Even if it’s true to say that Uber is truly “industry-leading” in respect to its peers, which are other app-based gig companies, then it might also true to say that the bar for leading the industry is somewhere near the floor. After all, Uber and Lyft have both been accused of taking a page out of the tobacco industry’s lobbying playbook by spending millions to challenge independent research that’s critical of the companies, pay for their own self-serving studies, manipulate the media, create fake grassroots movements and more.
Yet Uber argues, essentially, that it knows what it’s doing, and its shareholders should trust management to make them money, despite the fact that the company’s unrestricted cash has sharply declined since its peak mid-2019.

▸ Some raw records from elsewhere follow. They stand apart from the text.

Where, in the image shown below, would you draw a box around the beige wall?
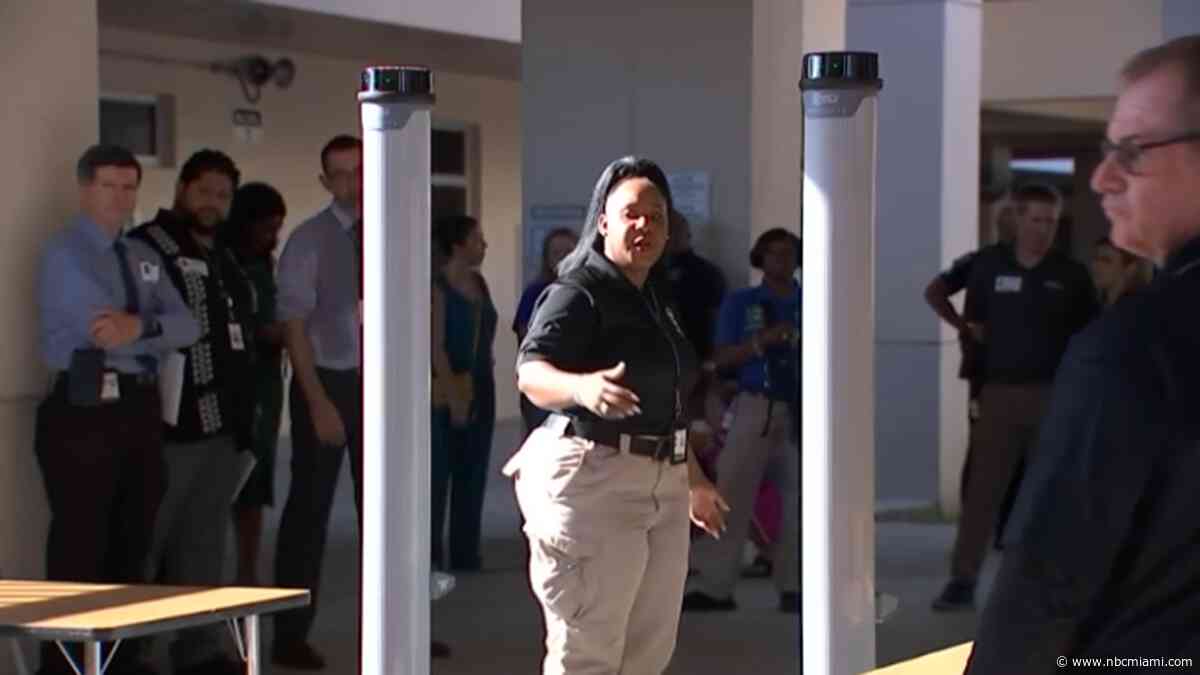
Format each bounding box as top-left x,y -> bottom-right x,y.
521,0 -> 748,287
984,0 -> 1163,101
0,0 -> 97,577
100,26 -> 521,420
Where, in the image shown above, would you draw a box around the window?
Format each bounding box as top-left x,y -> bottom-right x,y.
100,94 -> 174,167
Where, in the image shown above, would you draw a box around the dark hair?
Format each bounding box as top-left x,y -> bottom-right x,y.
541,227 -> 580,281
179,148 -> 241,189
320,133 -> 362,173
1096,237 -> 1139,267
1121,35 -> 1200,121
558,155 -> 673,275
433,215 -> 479,258
76,144 -> 142,185
1013,183 -> 1062,213
750,227 -> 804,269
220,183 -> 288,249
667,209 -> 691,237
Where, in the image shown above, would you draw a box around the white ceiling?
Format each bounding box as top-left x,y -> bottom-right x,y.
253,0 -> 521,43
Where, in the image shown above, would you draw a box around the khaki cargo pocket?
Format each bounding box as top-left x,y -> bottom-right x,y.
529,537 -> 592,622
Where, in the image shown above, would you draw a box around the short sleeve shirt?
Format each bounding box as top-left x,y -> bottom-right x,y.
715,283 -> 800,401
517,251 -> 698,434
966,247 -> 1098,384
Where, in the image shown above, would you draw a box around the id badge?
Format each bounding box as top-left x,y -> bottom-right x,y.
229,323 -> 246,352
996,276 -> 1021,293
671,429 -> 688,464
100,372 -> 121,401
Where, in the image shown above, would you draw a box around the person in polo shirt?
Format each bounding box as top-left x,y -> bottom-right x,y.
683,228 -> 800,614
932,185 -> 1098,611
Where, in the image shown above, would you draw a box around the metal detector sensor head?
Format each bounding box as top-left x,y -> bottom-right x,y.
800,52 -> 883,91
800,52 -> 883,119
359,66 -> 433,103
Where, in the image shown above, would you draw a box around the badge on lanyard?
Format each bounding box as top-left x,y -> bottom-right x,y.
996,275 -> 1021,293
671,429 -> 688,464
101,372 -> 121,401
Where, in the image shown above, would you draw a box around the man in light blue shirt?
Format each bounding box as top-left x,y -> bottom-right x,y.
34,145 -> 199,675
271,136 -> 362,670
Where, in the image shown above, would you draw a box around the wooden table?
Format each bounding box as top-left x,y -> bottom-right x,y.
0,580 -> 310,675
868,643 -> 973,675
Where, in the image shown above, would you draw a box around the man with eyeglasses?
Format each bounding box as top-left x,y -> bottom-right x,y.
932,185 -> 1098,611
968,35 -> 1200,675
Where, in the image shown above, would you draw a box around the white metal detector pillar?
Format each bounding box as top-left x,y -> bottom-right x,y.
359,67 -> 433,675
800,52 -> 882,675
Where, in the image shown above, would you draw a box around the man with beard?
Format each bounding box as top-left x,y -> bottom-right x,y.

“Strong governance and risk management systems are critical parts of Uber’s political and lobbying activities,” reads Uber’s opposition statement, which goes on to list the various corporate checks and balances that exist within the organization “to ensure consistency and to ensure that our contributions comply with Uber policies and procedures, as well as applicable laws, regulations, and corresponding legal reporting requirements.”
The company also says that it has developed lobbying principles, “which are focused on compliance, honesty, integrity, professionalism and diligence,” that must be adhered to by consultants who lobby on Uber’s behalf.
While it’s unlikely that the Teamster’s proposal will pass Monday, given the board’s recommendation to vote against, it might move the needle toward more transparency in the future.
“At least disclose the overall bucket,” said Pryce-Jones. “Not necessarily how much is going to any individual organization, but just give us a sense of the quantum, how much. Because we literally don’t know whether we’re seeing the tip of the iceberg or we’re seeing the whole thing.”